Inés Bojaxhiu era
una soñadora. Pertenecía al coro juvenil de su iglesia y a una asociación
mariana. Gustaba de leer las revistas misionales y se extasiaba en los
artículos que hablaban de la India. A los 18 años ingresó a la comunidad de
religiosas de Loreto quienes le ayudaron a hacer realidad su sueño al mandarla
a la India. Pero, ya en Calcuta, Inés seguía soñando. Como maestra de colegio
comenzó a interesarse por ‘los más pobres de los pobres’ y les enseñó a sus
alumnas la compasión. En una ocasión, invitó a una de ellas a ser religiosa y
la jovencita le respondió que aceptaría cuando ella se dedicara de tiempo
completo a los pobres. Entonces Inés dio ese paso que le faltaba para realizar
su sueño: con los permisos debidos, dejó las clases en el colegio y fundó una nueva
comunidad con aquella jovencita que quería servir a los pobres de tiempo
completo y con otros muchos hombres y mujeres que se dedicaron a recoger la
‘basura humana’ tirada en las calles de Calcuta. Mereció el Nobel de la paz,
que por esa vez fue el Nobel de la compasión. ¡Sí!, es Teresa de Calcuta.
¿Es buena la compasión?
“¡Me choca que me
compadezcan!”, decimos cuando nuestro orgullo se siente ofendido por algún
comentario inoportuno que ciertamente no es compasión, porque la compasión no
se expresa con palabras, sino con acciones.
En sus raíces la
palabra significa ‘padecer con’. Compadecer no es sólo sentir lástima por el
dolor o la pena ajena, sino amar tanto al que padece que se padece con él.
La compasión es
fruto del amor. Es buena la compasión, y en la práctica vemos los eficaces
resultados de la compasión de tanta gente que ama a sus hermanos y que hace
algo por ellos.
La Cruz Roja,
Cáritas, Teletón, Un Kilo de Ayuda, Sólo por Ayudar, Casa Alianza, Aldeas
Infantiles, Nuestros Pequeños Hermanos y miles y miles de asilos, orfanatos,
escuelas, clínicas y dispensarios han nacido de la compasión. ¡Bendita
compasión!
No es compasión
La compasión, ¿no
va contra la dignidad de la persona?, ¿no es una humillación al pobre? Depende.
Los regalos entre personas que se aman no humillan. Se dan y se reciben con
naturalidad. Pero, ciertamente, si ese regalo persigue otro fin que no sea la
amistad, entonces se está utilizando a aquel a quien le hacemos un regalo para
fines muy personales.
Si en mi parroquia
diéramos dispensas a los pobres para conseguir de ellos que asistan a Misa, que
se casen por la Iglesia, que se catequicen, entonces corrompemos la compasión y
sólo estamos haciendo una vil propaganda religiosa. Estamos comprando
prosélitos.
Cuando los políticos
no buscan en primer lugar el bien común, sino el impacto propagandístico, todas
sus obras de atención a los sectores más pobres son una inversión que les
redituará adeptos.
No hay compasión
cuando se publica a los cuatro vientos el bien que se hace.

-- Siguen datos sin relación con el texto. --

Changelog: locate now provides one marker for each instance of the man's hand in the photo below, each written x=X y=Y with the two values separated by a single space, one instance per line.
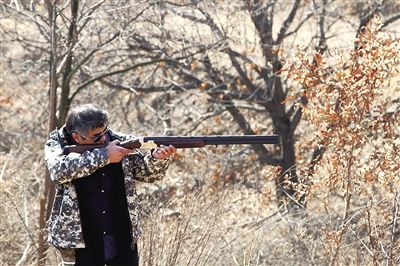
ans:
x=163 y=151
x=115 y=152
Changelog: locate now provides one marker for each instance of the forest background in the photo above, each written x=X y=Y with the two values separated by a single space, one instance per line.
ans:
x=323 y=74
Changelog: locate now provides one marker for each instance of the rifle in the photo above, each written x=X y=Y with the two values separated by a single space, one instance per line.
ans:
x=179 y=142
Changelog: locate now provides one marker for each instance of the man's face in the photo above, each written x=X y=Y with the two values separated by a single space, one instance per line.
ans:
x=94 y=136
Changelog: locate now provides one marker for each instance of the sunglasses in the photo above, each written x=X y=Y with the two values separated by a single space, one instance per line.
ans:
x=97 y=137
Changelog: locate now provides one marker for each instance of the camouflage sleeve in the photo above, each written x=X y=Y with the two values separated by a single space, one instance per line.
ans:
x=65 y=168
x=146 y=168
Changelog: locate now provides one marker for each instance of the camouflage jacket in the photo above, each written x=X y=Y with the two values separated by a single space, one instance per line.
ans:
x=64 y=226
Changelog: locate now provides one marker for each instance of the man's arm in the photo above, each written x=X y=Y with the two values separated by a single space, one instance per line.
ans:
x=65 y=168
x=146 y=168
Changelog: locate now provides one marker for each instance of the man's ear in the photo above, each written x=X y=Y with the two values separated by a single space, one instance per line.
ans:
x=75 y=137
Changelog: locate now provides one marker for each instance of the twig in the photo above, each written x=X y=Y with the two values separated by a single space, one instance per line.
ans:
x=21 y=218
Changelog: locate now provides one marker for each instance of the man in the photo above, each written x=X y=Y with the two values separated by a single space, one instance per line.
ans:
x=95 y=216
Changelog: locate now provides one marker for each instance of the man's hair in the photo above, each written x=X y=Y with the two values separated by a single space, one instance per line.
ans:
x=86 y=117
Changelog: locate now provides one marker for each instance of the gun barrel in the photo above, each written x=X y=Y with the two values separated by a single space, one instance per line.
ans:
x=201 y=141
x=181 y=142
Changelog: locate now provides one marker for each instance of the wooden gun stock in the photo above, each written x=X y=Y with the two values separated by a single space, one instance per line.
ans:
x=180 y=142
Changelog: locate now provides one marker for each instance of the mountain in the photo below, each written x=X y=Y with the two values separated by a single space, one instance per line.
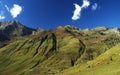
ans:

Yo quiero ser compasivo, pero...
Todos los que
tenemos corazón nos compadecemos del dolor humano. Quisiéramos pasar de esa
compasión a una ayuda efectiva, pero... no tenemos los medios.
Pero la compasión
no siempre se expresa en ayuda que implique un gasto. Conozco a una mujer que
se ofrece a comprar el mandado de una ancianita encerrada en su casa por los
achaques.
Una Ministra
Extraordinaria de la Comunión acude a media noche a socorrer a una pareja de
viejitos enfermos que no tienen quién vea por ellos. Un patrullero atiende
amablemente a un menesteroso que ha sufrido un accidente y no se despega de él
hasta que llega la ayuda médica. Unos esposos visitan cada semana un asilo de
ancianos y los reúnen para rezar el Rosario con ellos.
Todos ellos son
compasivos... ¡como Dios, que es compasivo y misericordioso!
“Ten, dale”
Una señora,
evidentemente pobre, está comprando una medicina. Le han dicho el precio y ella
pregunta si no hay un tamaño más pequeño y más barato. No, no lo hay. El rostro
de la señora se llena de angustia, cuenta y recuenta lo que lleva y no le
alcanza. A su lado, otra mujer se da cuenta, le da un billete a su niño y en
voz baja le dice “ten, dale”. ¡Así se aprende la compasión!
Un niño aprende a ser compasivo:
Cuando ayuda a
estudiar a un compañero.
Cuando brinda su
amistad al que nadie quiere.
Cuando visita a un
familiar enfermo.
Cuando escucha
pacientemente a un anciano.
Cuando comparte sus
juguetes favoritos, no los que ya no sirven.